Most of the time, the Delaware Chancery Court’s opinions that are blog-worthy are quite lengthy. I run a volume business here, so when I find a short one that fits the bill, you can bet it moves to the top of the pile. That’s the case with Vice Chancellor Zurn’s recent 12-page order granting the plaintiff’s motion for judgment on the pleadings in Hallisey v. Artic Intermediate LLC, (Del. Ch.; 10/20).
The case arose out of the buyer’s failure to deliver a “Closing Date Report” detailing working capital and other post-closing adjustments that it sought within the time period specified in the purchase agreement. The plaintiff filed a declaratory judgment action alleging that the buyer’s failure to file the report in a timely fashion waived its rights to seek a post-closing adjustment under the terms of the purchase agreement.

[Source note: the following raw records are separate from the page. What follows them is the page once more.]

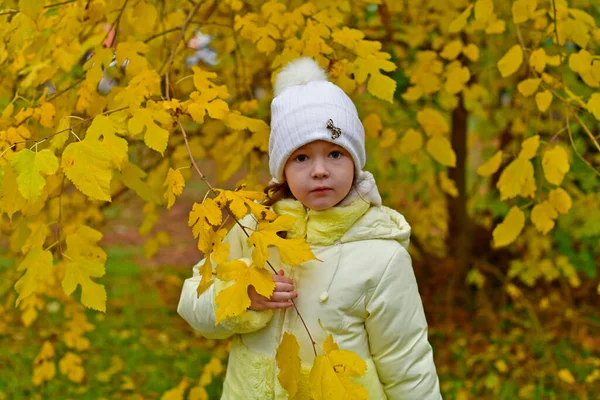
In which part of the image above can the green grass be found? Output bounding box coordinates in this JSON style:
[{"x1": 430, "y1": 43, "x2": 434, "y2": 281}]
[{"x1": 0, "y1": 246, "x2": 225, "y2": 399}]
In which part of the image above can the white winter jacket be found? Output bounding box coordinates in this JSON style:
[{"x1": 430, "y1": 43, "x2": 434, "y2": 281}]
[{"x1": 178, "y1": 176, "x2": 441, "y2": 399}]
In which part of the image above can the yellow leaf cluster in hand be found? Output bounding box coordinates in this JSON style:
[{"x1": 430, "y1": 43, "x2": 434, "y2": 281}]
[
  {"x1": 310, "y1": 334, "x2": 368, "y2": 400},
  {"x1": 247, "y1": 215, "x2": 317, "y2": 268},
  {"x1": 62, "y1": 226, "x2": 107, "y2": 312},
  {"x1": 214, "y1": 259, "x2": 275, "y2": 325},
  {"x1": 188, "y1": 197, "x2": 229, "y2": 295}
]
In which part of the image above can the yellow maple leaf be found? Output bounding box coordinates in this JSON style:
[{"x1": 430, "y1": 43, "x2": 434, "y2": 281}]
[
  {"x1": 62, "y1": 226, "x2": 107, "y2": 312},
  {"x1": 277, "y1": 332, "x2": 302, "y2": 399},
  {"x1": 569, "y1": 49, "x2": 592, "y2": 75},
  {"x1": 118, "y1": 161, "x2": 162, "y2": 205},
  {"x1": 85, "y1": 115, "x2": 128, "y2": 170},
  {"x1": 474, "y1": 0, "x2": 494, "y2": 24},
  {"x1": 587, "y1": 93, "x2": 600, "y2": 119},
  {"x1": 493, "y1": 206, "x2": 525, "y2": 248},
  {"x1": 519, "y1": 135, "x2": 540, "y2": 160},
  {"x1": 310, "y1": 334, "x2": 368, "y2": 400},
  {"x1": 531, "y1": 201, "x2": 558, "y2": 235},
  {"x1": 14, "y1": 246, "x2": 53, "y2": 306},
  {"x1": 379, "y1": 128, "x2": 397, "y2": 148},
  {"x1": 214, "y1": 259, "x2": 275, "y2": 324},
  {"x1": 477, "y1": 151, "x2": 503, "y2": 177},
  {"x1": 497, "y1": 157, "x2": 535, "y2": 200},
  {"x1": 512, "y1": 0, "x2": 537, "y2": 24},
  {"x1": 247, "y1": 215, "x2": 317, "y2": 268},
  {"x1": 558, "y1": 368, "x2": 576, "y2": 384},
  {"x1": 10, "y1": 148, "x2": 58, "y2": 201},
  {"x1": 542, "y1": 146, "x2": 570, "y2": 185},
  {"x1": 189, "y1": 198, "x2": 223, "y2": 236},
  {"x1": 215, "y1": 188, "x2": 277, "y2": 221},
  {"x1": 36, "y1": 102, "x2": 56, "y2": 128},
  {"x1": 548, "y1": 188, "x2": 572, "y2": 214},
  {"x1": 497, "y1": 45, "x2": 523, "y2": 78},
  {"x1": 128, "y1": 108, "x2": 170, "y2": 156},
  {"x1": 0, "y1": 163, "x2": 26, "y2": 219},
  {"x1": 449, "y1": 5, "x2": 473, "y2": 33},
  {"x1": 164, "y1": 168, "x2": 185, "y2": 210},
  {"x1": 531, "y1": 200, "x2": 558, "y2": 235},
  {"x1": 399, "y1": 128, "x2": 423, "y2": 154},
  {"x1": 61, "y1": 137, "x2": 113, "y2": 202},
  {"x1": 517, "y1": 78, "x2": 541, "y2": 97},
  {"x1": 187, "y1": 89, "x2": 230, "y2": 124},
  {"x1": 417, "y1": 108, "x2": 449, "y2": 137},
  {"x1": 426, "y1": 136, "x2": 456, "y2": 167},
  {"x1": 445, "y1": 64, "x2": 470, "y2": 95},
  {"x1": 462, "y1": 43, "x2": 480, "y2": 62},
  {"x1": 440, "y1": 40, "x2": 463, "y2": 60},
  {"x1": 353, "y1": 54, "x2": 397, "y2": 103},
  {"x1": 59, "y1": 352, "x2": 85, "y2": 383},
  {"x1": 535, "y1": 90, "x2": 553, "y2": 112},
  {"x1": 362, "y1": 114, "x2": 383, "y2": 138},
  {"x1": 529, "y1": 48, "x2": 547, "y2": 73}
]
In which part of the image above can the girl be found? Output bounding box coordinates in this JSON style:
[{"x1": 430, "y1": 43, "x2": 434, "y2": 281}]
[{"x1": 178, "y1": 57, "x2": 441, "y2": 399}]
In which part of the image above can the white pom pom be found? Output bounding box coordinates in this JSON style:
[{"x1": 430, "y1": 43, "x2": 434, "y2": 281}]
[{"x1": 274, "y1": 57, "x2": 328, "y2": 97}]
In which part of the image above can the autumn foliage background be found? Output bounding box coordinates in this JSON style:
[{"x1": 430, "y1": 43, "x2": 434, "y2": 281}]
[{"x1": 1, "y1": 0, "x2": 600, "y2": 398}]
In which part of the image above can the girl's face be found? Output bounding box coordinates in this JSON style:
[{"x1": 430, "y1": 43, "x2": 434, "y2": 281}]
[{"x1": 283, "y1": 140, "x2": 354, "y2": 210}]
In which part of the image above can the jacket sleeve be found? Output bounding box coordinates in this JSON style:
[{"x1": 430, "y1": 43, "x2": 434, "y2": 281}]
[
  {"x1": 177, "y1": 217, "x2": 274, "y2": 339},
  {"x1": 364, "y1": 246, "x2": 442, "y2": 399}
]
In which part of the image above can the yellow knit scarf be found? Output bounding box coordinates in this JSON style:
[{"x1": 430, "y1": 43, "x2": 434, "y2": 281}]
[{"x1": 272, "y1": 198, "x2": 370, "y2": 246}]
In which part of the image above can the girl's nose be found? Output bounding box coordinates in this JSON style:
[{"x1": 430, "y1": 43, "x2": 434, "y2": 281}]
[{"x1": 311, "y1": 159, "x2": 329, "y2": 178}]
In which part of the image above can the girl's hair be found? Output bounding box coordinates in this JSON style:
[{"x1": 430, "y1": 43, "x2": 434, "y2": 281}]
[{"x1": 263, "y1": 181, "x2": 295, "y2": 206}]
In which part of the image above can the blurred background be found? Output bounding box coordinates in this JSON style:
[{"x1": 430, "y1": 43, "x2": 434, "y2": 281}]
[{"x1": 1, "y1": 0, "x2": 599, "y2": 399}]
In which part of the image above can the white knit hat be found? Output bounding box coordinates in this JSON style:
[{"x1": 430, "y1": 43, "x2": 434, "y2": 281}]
[{"x1": 269, "y1": 58, "x2": 366, "y2": 183}]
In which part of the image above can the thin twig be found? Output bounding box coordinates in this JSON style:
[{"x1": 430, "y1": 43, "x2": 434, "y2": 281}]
[
  {"x1": 566, "y1": 114, "x2": 600, "y2": 178},
  {"x1": 162, "y1": 1, "x2": 204, "y2": 100},
  {"x1": 144, "y1": 27, "x2": 179, "y2": 43},
  {"x1": 573, "y1": 113, "x2": 600, "y2": 154},
  {"x1": 106, "y1": 0, "x2": 129, "y2": 48},
  {"x1": 45, "y1": 0, "x2": 77, "y2": 8}
]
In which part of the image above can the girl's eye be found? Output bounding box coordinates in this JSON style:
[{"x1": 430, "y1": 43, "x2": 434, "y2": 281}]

In response, the buyer alleged that “[t]here were valid and justifiable reasons, caused by one or more Sellers, for any delay in Buyer’s submission of a Closing Date Report.” In particular, the buyer alleged that the company’s former CFO, who was also a seller, had “actively manipulated and misrepresented” the target’s financial information before and after the closing.
The buyer claimed that these misdeeds made it impossible for it to provide the Closing Date Report on a timely basis, and that the former CFO and the plaintiff, as sellers’ rep, “engaged in actions so egregious that they offend the very sense of equity” to which the plaintiff appealed, and that the plaintiff should be equitably estopped from the relief that he sought. The Chancery Court didn’t buy that argument:
Even assuming that [the former CFO’s] egregious actions could soil Hallisey’s hands, the doctrine of unclean hands is inapplicable because Hallisey appeals not to equity, but to the law of contract. The parties bargained to allow Buyer six months to submit a Closing Date Report. The parties also bargained to allow Buyer certain indemnity rights if all was not as was represented to be. Those contractual provisions govern the acquisition, purchase price, and the parties’ rights of recovery: they will be respected by this Court, and will not yield to unclean hands.
Vice Chancellor Zurn also rejected the defendant’s argument that the plaintiff was equitably estopped from enforcing the relevant provisions of the purchase agreement. She said that the buyer bargained for representations about the target’s financial information and records, as well as for the remedies applicable to breaches of those reps. VC Zurn concluded that “equitable estoppel is not available to enforce such a bargained-for contract right.”